A presenter from Nashville’s Adventure Science Center will visit the Central City library on Thursday, Aug. 10 at 6 p.m. for a kickoff family program. This program will feature important eclipse information for families who want to watch the eclipse, including what an eclipse is, what causes it and safe viewing tips. The library recommends that any families who intend to enjoy this unique event make plans to attend the kickoff program on Aug. 10 and get this crucial information.

The library will have games and crafts available the week prior to the eclipse. The Central City branch will host a children’s galaxy scavenger hunt Aug. 14-18, and both library locations will have craft supplies to make a glow-in-the-dark color-changing bracelet available all week Aug. 14-18. Both of these activities may be completed any time during normal library hours.

The library is also planning a couple of online contests requiring patrons to like and share the library’s Facebook page and answer eclipse-related trivia questions for a chance to win a prize.

Even the library’s Teen Craft Night for August will have an eclipse theme. Craft Night is scheduled for Aug. 14 at 5 p.m. at Thistle Cottage. Participating teens will make pinhole projectors, which, among other uses, may be used to safely view a partial eclipse. Since totality only lasts such a short time (1 minute, 44 seconds in downtown Greenville and 45 seconds in downtown Central City) these can be helpful.

Each library branch will also host a children’s eclipse party for ages 18 months to 5 years with snacks, games, crafts and activities. These parties will be Aug. 17 at 10:30 a.m. at Central City and Aug. 18 at 10:30 a.m. at Harbin Memorial. These fun events will include snacks, games, crafts and activities for children.

The main event goes down on Aug. 21, 2017. Muhlenberg County Public Libraries will host free public viewing sites at the Central City library and at Thistle Cottage. Free eclipse gear, including snacks, drinks and eclipse glasses, will be available while supplies last. The library is planning several games and activities to coincide with the lead-up to the eclipse, culminating in the total eclipse. The viewing parties will begin at noon and last until 2 p.m., with totality occurring just before 1:30 p.m. at both sites.

The library has also created custom eclipse-specific filters for Snapchat and Facebook Camera so visitors can mark this special event with a one-of-a-kind photo. These photo filters will only be available to those who are physically at the library’s eclipse viewing sites on Aug. 21.

All of the activities listed above are provided for free by Muhlenberg County Public Libraries with support from Pizza Plus, Brother’s BBQ, IDK Family Restaurant and Stellian’s.

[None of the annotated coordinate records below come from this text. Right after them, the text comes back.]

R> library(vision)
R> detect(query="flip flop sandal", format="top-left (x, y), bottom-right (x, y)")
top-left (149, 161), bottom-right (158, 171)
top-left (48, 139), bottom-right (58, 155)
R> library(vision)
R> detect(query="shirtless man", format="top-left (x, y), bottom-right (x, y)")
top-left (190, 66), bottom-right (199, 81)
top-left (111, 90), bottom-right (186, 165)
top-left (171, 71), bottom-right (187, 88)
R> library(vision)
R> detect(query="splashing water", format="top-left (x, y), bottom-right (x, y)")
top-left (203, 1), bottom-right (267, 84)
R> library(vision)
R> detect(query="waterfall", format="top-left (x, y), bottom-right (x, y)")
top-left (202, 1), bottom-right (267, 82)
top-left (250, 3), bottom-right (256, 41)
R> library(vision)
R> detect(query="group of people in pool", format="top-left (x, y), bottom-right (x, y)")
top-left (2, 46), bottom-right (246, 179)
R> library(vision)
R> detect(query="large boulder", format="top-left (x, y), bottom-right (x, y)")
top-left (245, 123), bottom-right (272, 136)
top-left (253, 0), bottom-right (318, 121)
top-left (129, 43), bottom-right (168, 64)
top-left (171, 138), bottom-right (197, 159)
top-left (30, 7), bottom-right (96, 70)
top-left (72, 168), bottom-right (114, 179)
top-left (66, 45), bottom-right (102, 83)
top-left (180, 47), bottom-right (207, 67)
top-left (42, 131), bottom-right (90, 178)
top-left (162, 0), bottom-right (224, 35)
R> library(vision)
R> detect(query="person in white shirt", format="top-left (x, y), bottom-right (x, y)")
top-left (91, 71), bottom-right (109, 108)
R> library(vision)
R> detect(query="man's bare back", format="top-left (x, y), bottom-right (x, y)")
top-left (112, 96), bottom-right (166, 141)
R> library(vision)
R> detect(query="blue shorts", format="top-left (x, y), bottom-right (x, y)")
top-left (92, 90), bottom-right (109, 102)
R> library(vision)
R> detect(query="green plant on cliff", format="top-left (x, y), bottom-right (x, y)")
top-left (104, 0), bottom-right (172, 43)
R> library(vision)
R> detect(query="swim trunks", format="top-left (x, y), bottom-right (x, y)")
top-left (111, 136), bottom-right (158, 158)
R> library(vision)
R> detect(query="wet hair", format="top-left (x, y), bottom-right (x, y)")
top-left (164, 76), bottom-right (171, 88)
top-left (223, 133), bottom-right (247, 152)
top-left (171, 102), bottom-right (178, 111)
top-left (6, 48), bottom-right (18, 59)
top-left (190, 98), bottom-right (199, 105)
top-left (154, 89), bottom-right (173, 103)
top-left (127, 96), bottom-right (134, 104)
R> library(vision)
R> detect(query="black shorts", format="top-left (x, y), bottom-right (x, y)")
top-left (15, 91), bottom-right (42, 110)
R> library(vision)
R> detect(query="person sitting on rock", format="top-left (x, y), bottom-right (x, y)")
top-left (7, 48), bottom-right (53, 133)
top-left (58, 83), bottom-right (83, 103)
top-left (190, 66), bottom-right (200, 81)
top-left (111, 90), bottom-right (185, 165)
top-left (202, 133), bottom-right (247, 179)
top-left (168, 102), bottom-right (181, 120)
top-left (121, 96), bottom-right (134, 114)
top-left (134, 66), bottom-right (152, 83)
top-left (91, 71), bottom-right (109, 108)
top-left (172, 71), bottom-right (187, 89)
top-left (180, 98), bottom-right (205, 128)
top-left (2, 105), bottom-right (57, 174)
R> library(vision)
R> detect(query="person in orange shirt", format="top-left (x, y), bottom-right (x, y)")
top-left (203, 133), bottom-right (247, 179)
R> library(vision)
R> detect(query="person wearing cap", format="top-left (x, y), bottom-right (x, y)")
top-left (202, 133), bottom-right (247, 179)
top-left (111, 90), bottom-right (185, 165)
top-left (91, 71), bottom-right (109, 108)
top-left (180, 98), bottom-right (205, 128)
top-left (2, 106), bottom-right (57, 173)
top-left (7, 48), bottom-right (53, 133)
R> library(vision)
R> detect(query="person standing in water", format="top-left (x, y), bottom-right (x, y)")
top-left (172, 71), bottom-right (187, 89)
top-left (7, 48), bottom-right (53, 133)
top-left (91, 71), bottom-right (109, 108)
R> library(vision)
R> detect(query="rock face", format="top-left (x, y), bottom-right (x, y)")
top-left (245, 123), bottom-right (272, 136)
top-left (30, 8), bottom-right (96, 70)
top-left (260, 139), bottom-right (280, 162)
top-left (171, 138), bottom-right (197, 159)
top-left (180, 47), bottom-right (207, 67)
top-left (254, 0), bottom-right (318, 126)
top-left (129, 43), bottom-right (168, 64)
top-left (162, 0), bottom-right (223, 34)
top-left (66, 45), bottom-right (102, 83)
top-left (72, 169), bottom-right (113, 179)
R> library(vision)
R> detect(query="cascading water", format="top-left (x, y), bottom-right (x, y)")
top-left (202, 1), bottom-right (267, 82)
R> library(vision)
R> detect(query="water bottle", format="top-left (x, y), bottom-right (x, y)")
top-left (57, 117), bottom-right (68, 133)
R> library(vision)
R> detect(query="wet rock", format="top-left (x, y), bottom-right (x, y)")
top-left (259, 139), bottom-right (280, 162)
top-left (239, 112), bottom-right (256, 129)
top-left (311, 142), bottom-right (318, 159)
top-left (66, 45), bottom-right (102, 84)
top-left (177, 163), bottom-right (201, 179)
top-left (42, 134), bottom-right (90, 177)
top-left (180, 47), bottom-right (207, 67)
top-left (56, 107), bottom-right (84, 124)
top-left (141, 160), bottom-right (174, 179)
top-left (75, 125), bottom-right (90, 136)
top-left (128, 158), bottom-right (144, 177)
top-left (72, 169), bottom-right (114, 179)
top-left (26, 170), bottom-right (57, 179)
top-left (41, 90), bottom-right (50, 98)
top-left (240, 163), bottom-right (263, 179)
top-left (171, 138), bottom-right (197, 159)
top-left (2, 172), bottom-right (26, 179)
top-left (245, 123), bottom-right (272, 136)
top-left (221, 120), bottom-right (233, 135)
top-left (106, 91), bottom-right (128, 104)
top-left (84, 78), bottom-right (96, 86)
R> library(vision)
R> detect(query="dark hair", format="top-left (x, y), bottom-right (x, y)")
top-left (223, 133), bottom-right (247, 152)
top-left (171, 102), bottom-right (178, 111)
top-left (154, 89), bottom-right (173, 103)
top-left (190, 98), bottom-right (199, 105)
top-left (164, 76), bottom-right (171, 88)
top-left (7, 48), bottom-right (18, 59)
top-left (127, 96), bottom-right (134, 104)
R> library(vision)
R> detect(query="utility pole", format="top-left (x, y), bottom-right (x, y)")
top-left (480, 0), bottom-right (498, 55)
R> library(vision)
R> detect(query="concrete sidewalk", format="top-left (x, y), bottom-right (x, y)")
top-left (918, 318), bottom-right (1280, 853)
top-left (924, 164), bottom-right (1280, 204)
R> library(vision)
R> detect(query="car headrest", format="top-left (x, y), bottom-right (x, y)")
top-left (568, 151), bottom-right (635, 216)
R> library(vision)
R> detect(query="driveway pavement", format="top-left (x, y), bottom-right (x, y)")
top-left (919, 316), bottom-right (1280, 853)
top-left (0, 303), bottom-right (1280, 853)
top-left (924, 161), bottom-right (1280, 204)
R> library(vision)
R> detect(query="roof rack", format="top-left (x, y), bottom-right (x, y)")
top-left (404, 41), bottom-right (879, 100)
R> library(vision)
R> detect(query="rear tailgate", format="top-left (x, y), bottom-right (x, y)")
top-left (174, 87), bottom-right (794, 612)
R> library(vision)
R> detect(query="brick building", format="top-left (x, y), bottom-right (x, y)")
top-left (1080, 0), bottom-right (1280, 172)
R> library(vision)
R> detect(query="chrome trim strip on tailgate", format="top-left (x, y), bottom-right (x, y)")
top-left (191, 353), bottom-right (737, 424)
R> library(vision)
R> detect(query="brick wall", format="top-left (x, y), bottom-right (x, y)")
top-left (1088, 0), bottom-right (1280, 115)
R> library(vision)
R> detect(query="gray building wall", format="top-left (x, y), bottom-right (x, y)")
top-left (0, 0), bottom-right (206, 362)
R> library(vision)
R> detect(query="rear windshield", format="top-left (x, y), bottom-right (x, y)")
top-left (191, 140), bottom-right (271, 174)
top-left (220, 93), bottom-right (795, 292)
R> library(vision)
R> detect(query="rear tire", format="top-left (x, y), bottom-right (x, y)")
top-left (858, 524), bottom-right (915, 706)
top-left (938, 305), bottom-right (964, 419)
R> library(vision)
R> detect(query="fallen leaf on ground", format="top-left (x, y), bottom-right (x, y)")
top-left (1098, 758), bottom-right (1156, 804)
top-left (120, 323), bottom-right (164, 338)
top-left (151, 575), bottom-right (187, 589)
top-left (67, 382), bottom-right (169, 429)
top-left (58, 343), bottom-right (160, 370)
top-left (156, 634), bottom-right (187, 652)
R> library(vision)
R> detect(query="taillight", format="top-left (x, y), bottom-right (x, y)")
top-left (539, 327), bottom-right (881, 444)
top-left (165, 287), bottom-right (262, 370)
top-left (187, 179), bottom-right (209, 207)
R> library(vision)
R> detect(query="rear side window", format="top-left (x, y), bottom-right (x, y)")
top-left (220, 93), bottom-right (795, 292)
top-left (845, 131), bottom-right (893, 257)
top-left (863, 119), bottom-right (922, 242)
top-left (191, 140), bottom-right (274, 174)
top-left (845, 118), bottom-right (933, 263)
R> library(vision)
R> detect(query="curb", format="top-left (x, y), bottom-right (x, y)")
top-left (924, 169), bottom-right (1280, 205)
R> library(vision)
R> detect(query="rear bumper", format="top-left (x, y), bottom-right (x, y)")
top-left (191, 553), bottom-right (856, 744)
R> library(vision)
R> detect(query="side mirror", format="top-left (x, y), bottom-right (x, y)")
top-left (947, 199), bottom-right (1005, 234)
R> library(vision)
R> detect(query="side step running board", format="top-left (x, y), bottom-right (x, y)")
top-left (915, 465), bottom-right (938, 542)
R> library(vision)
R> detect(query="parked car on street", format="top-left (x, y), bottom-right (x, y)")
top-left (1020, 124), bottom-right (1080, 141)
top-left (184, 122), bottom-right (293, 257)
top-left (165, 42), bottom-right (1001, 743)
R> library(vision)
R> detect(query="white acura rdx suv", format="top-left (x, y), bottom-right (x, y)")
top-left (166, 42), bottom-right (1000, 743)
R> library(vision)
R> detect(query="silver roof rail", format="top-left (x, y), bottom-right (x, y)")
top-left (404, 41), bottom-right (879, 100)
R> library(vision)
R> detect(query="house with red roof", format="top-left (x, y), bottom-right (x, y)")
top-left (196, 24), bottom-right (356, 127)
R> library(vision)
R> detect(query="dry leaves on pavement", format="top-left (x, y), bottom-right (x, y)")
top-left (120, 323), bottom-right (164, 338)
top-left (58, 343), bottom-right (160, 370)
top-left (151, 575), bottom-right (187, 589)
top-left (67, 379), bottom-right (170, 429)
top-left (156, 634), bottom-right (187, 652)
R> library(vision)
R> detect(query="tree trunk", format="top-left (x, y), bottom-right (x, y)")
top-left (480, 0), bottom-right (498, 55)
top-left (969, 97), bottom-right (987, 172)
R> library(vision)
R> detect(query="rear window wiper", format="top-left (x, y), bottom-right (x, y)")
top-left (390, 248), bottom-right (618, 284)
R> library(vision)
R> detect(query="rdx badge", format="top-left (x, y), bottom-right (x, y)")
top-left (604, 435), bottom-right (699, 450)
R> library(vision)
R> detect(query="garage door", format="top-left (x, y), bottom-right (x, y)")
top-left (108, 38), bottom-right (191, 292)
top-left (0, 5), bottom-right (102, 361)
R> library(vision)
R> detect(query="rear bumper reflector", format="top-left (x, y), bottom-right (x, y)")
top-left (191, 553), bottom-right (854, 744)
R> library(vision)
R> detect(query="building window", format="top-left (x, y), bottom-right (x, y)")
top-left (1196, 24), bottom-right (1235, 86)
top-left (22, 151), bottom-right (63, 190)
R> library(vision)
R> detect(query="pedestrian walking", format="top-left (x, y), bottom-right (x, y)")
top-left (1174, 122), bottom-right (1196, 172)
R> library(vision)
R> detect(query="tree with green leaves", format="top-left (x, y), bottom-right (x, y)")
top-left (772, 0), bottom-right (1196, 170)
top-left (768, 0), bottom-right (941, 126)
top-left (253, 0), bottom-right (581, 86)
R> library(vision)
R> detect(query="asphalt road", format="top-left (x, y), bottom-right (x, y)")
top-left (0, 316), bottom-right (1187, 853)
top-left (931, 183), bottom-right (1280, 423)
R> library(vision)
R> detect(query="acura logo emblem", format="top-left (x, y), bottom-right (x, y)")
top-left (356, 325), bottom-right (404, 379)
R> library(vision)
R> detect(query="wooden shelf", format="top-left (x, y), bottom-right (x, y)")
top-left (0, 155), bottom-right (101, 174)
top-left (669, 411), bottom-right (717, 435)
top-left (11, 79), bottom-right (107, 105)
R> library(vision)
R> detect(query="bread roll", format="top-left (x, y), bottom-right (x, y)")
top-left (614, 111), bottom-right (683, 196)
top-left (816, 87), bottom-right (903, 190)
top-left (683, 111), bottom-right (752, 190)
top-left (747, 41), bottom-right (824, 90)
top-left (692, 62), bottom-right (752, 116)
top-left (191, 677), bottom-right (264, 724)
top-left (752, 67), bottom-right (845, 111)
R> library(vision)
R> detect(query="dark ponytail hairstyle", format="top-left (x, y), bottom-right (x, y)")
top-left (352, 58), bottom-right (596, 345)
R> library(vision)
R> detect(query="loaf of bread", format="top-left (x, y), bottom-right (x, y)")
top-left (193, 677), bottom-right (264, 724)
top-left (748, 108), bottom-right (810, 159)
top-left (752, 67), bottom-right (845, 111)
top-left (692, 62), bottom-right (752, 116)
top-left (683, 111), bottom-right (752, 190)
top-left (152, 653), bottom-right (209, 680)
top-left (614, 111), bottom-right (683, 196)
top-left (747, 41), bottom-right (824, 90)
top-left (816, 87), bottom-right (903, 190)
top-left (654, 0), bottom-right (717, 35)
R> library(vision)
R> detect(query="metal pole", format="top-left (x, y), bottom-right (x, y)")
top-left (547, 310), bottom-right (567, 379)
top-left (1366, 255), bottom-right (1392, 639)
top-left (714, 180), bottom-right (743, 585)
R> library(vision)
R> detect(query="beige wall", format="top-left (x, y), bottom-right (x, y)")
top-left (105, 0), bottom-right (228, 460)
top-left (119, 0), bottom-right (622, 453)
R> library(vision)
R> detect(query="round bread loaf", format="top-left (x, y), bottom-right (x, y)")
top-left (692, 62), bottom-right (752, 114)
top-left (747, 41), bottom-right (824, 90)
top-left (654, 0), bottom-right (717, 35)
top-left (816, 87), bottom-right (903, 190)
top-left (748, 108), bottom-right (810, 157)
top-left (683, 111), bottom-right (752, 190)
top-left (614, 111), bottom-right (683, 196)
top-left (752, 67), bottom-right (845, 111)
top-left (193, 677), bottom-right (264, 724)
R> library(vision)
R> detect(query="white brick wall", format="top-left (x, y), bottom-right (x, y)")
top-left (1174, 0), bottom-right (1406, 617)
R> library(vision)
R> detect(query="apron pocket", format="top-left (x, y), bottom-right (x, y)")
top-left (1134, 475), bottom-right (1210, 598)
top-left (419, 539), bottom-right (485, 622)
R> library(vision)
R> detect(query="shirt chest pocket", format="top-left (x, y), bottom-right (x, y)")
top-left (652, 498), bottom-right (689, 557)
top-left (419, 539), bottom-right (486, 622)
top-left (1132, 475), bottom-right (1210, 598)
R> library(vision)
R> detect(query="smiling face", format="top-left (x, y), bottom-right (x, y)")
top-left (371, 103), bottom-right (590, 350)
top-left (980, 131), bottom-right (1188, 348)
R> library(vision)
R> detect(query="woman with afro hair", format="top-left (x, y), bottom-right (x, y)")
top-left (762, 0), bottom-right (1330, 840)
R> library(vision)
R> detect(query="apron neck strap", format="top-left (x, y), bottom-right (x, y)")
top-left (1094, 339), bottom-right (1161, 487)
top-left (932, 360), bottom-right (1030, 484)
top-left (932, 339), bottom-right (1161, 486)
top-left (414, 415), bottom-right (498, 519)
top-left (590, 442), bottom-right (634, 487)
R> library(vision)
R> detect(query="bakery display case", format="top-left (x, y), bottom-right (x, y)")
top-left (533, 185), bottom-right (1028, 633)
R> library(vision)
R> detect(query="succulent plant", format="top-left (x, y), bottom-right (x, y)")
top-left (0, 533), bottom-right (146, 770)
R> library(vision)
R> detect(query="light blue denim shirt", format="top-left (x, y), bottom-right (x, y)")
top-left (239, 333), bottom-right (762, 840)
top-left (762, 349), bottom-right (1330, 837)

This summer’s eclipse is an incredible opportunity. Total solar eclipses occur about once every 18 months somewhere in the world, but many experts, including those cited by the Hayden Planetarium’s Joe Rao in a column on space.com (https://www.space.com/25644-total-solar-eclipses-frequency-explained.html) estimate that a particular location may only see a total eclipse once every 360 years or more. The last total solar eclipse visible anywhere in the United States was in 1991, and that one was only visible from part of Hawaii. For many Americans, this is the only total solar eclipse they will see in their lifetime.

During a total solar eclipse, the sun is completely blocked by the moon as it travels between the sun and Earth. Only the sun’s atmosphere, which is described as looking something like a diamond ring in the sky, will be visible. The sky will darken to a deep twilight, and some stars may be visible even in the middle of the day. This is the only time humans can look directly at the sun without protective eyewear and not risk permanent injury to their eyes. At all other times, including partial eclipse, protective filters such as eclipse glasses must be worn to protect the eyes. The library is providing these protective glasses for free during the eclipse while supplies last.